Owenstown co-operative community rejected by council planning committee

The Hometown Foundation has pledged to find a new site for its proposed co-operative town after councillors rejected its plans to build near New Lanark. On 1 April,...

The Hometown Foundation has pledged to find a new site for its proposed co-operative town after councillors rejected its plans to build near New Lanark.

On 1 April, South Lanarkshire Council dismissed proposals to build Owenstown, a £500m co-operative community, at Rigside in the Douglas Valley. The proposed site was less than ten miles from New Lanark,  where 200 years ago Robert Owen created the community that inspired the project.

In a statement the Hometown Foundation said: “The trustees are likely to appeal the decision to Scottish ministers because of the national significance of the project. However the foundation will now focus its efforts on alternative sites which have already been identified in England and Ireland.”

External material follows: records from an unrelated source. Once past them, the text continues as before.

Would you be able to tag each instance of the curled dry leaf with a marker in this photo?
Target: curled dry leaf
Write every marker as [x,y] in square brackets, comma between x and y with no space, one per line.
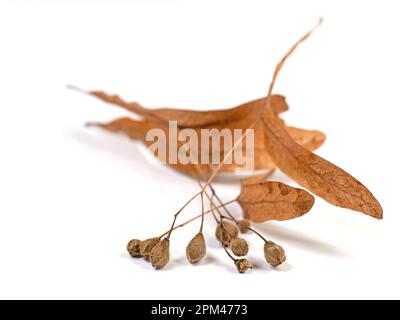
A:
[315,173]
[191,118]
[240,117]
[270,200]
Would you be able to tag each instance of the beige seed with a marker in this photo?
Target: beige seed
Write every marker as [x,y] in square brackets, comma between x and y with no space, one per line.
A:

The foundation has spent the past five years, and millions of pounds, developing plans for a town which would be owned and managed co-operatively, with residents as members and surplus funds reinvested in the community. The proposals at Rigside would have created 3,200 homes for 8,000 people, 6,000 jobs during construction and more than 3000 permanent jobs.

But planning officials told councillors the project, which would have covered 400 acres of the 2,000 acre site, was unsuitable. Their advice was unanimously accepted and the plans rejected.

South Lanarkshire Council’s planning committee found the development was contrary to planning policy at national, strategic and local level. It rejected Owenstown on the grounds that the scale of the development was not required, and had not been justified by the Hometown Foundation.

Councillors were also concerned by the impact on road junctions around Lanark, limited public transport serving the site, adverse impact on the landscape and diversion of resources from Lanark, Rigside and Coalburn.

There were objections from the Forestry Commission, Scottish Natural Heritage and Lanark Business Group, which said the development would adversely affect businesses in Lanark and Biggar.

Michael McGlynn, head of planning and building standards at the council, said: “It would fail to meet the over-arching objective of policy at all of those levels of encouraging sustainable economic growth and regeneration within an improved urban and rural environment.”